Michael Jackson doctor's trial 'on course' despite appeal, judge says
A judge said that the trial for Michael Jackson's doctor Conrad Murray will proceed "on course," despite his lawyer's last-minute appeal to sequester witnesses prior to his upcoming trial, OnTheRedCarpet.com has learned.
Los Angeles Superior Court Judge Michael Pastor confirmed that jury selection will begin on September 8 as planned, unless the Court of Appeal stays the involuntary manslaughter trial. During jury selection, 480 potential jurors will be brought in over the course of three days.
Those who do not meet qualifications will be dismissed and a group of 100 jurors will appear in court around September 23 for the voir dire process, where the attorneys will select or reject those who do not meet their guidelines.
Autopsy results have shown that the King of Pop died from an overdose of the powerful anesthetic Propofol and two other sedatives. Murray was at the singer's side when he died at age 50 at his Los Angeles on June 25, 2009 and pleaded not guilty in January to a charge of involuntary manslaughter. He faces up to four years in prison if convicted.
Murray's lawyers wanted future jurors to be "insulated" from what they call "pervasive media coverage" of the legal proceedings. Last month, a judge ruled against removing jurors from their homes, saying he did not want to inconvenience potential jurors and make them feel like prisoners.
Murray's lawyers stated in their appeal, which was filed on Friday, September 2, that the "constant media coverage and the persuasiveness of their coverage is a clear and present danger" to Murray's "right to have a verdict based only on the evidence presented in court."
"Every restaurant, bar, gym, supermarket or coffee shop will become a potential source of information" for the jurors, Murray's attorney say in the court papers, obtained by OnTheRedCarpet.com."
Jury selection for Murray's trial is set to begin on September 8. Murray's lawyers want this date postponed until an appeals court rules on the sequestration issue. Opening statements are expected to be made on September 27. The trial is estimated to last between four and six weeks.
Witnesses will not be allowed to testify about the King of Pop's 2005 child molestation case, during which the singer was found not guilty, a judge ruled on August 29, adding that such information is irrelevant to Murray's case and would be distracting and misleading for the jury. They also cannot discuss objects or substances that may have been confiscated from his Neverland Ranch.

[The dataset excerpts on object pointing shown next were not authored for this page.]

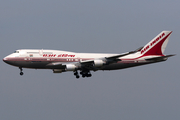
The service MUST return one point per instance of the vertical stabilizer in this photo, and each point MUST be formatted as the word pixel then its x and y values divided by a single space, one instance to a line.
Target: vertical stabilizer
pixel 157 45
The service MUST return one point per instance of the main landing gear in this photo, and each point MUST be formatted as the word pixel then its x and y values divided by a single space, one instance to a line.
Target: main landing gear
pixel 21 73
pixel 84 73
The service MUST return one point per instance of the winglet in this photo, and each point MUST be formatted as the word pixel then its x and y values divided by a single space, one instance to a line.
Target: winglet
pixel 157 45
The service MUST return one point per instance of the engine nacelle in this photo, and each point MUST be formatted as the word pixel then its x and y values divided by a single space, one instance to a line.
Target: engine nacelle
pixel 70 67
pixel 58 70
pixel 98 63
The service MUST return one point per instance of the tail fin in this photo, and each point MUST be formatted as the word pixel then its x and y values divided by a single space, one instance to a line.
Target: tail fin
pixel 157 45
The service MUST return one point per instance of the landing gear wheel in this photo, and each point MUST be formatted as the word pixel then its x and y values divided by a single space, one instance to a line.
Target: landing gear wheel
pixel 21 73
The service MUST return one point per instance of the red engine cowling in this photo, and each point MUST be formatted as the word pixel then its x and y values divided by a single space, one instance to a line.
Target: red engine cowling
pixel 70 67
pixel 98 63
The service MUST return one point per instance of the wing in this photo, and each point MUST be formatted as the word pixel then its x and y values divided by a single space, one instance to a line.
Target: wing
pixel 94 64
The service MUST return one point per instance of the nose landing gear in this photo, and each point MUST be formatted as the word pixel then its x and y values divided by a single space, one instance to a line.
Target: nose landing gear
pixel 21 73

"I'm afraid we are not going to be able to put on any evidence in this trial," Murray's attorney, J. Michael Flanagan, said as he headed out of the courtroom.
Jackson was known for his friendships with child and teenage celebrities, such as Macaulay Culkin. "Punky Brewster" actress Soleil Moon Frye recently detailed her own childhood encounters with Jackson in her new book.
The judge also posed more hurdles for Murray's attorneys. He said that Arnold Klein, Jackson's dermatologist, is not allowed to testify at the involuntary manslaughter trial.
Murray's attorneys had said that Klein had prescribed the painkiller Demerol to Jackson and that the singer was withdrawing from it at the time of his death. Prosecutors said the defense was trying to divert attention from Murray and pin the blame on Klein.
Others barred from testifying - a police detective who searched Jackson's Neverland Ranch while he was being investigated for child molestation, Grace Rwaramba, former nanny of the singer's children and Chris Carter, a former bodyguard.
Among those who will be allowed to testify at Murray's trial - Karen Faye, Jackson's makeup artist and hair stylist, who has said she became worried about the singer's health prior to his death, physicians David Adams and Allen Metzger, who have treated the him, and the King of Pop's nurse, Cherylin Lee.
Jury selection for Murray's trial is set to begin on September 8. The prosecution has prepared about 30 pages worth of questions for prospective jurors to answer. Murray was ordered to attend a hearing two days earlier.